Update: The Downing Street Memos

Ken AshfordIraqLeave a Comment

The reporter who broke the Downing Street Memo (DSM) in the London Times, Michael Smith, has filed this important piece in Raw Story (bold text is my emphasis):

Britain and America’s reasons for stepping up bombing of Iraq in the ten months leading up to the war in Iraq was a sham, official figures released by the British Ministry of Defense show.

U.S. Defense Secretary Donald Rumsfeld, and Geoff Hoon, his UK counterpart, said the stepped-up attacks by U.S. and Royal Air Force aircraft patrolling the southern no-fly zone were a response to increased attacks by Iraqi air defences.

The minutes of a meeting of Tony Blair’s Iraq war cabinet on July 23, 2003, leaked to the London Sunday Times, record Hoon as saying “the US had begun spikes of activity to put pressure on the regime.”

UK ministers have since insisted that the stepped up attacks, which began in May 2002, were a direct result of Iraqi attempts to shoot down allied aircraft and were not, as Hoon suggested, an attempt to provoke a response that would give the allies an excuse for war.

But figures released last month by the British Ministry of Defense show that in the immediate aftermath of the Sept. 11 attacks, with American officials predicting moves to oust Saddam Hussein, Iraq dramatically scaled back its attacks on allied aircraft.

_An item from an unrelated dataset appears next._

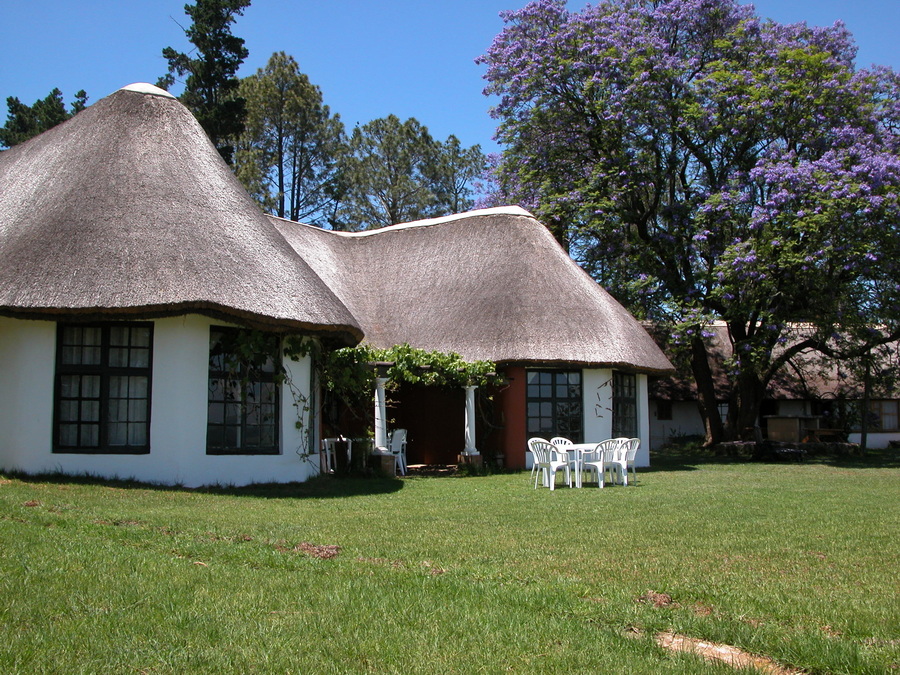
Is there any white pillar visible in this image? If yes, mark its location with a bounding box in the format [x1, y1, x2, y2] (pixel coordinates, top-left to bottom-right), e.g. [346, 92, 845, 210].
[463, 385, 480, 455]
[375, 377, 388, 448]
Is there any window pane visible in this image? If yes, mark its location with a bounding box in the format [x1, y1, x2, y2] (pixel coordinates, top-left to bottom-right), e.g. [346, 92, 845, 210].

During the first seven months of 2001 the allies recorded 370 “provocations” by the Iraqi military against allied aircraft. But in the seven months between October 2001 and May 2002 when the allies stepped up their attacks, there were just 32. The complete figures are available here, on the parliament’s website.

The number of recorded threats dropped markedly in October 2001, the first full month after the Sept. 11 attacks, from 24 in September to just eight in October.

With U.S. officials openly predicting that an attack on Afghanistan would be followed by an invasion of Iraq, the number of recorded threats kept dropping.

By February 2002, there were just two, in March none and in April again two. Such was the reduction in the number of Iraqi threats that in the six months leading up to the “spikes of activity” British aircraft did not at any point need to respond in self-defence.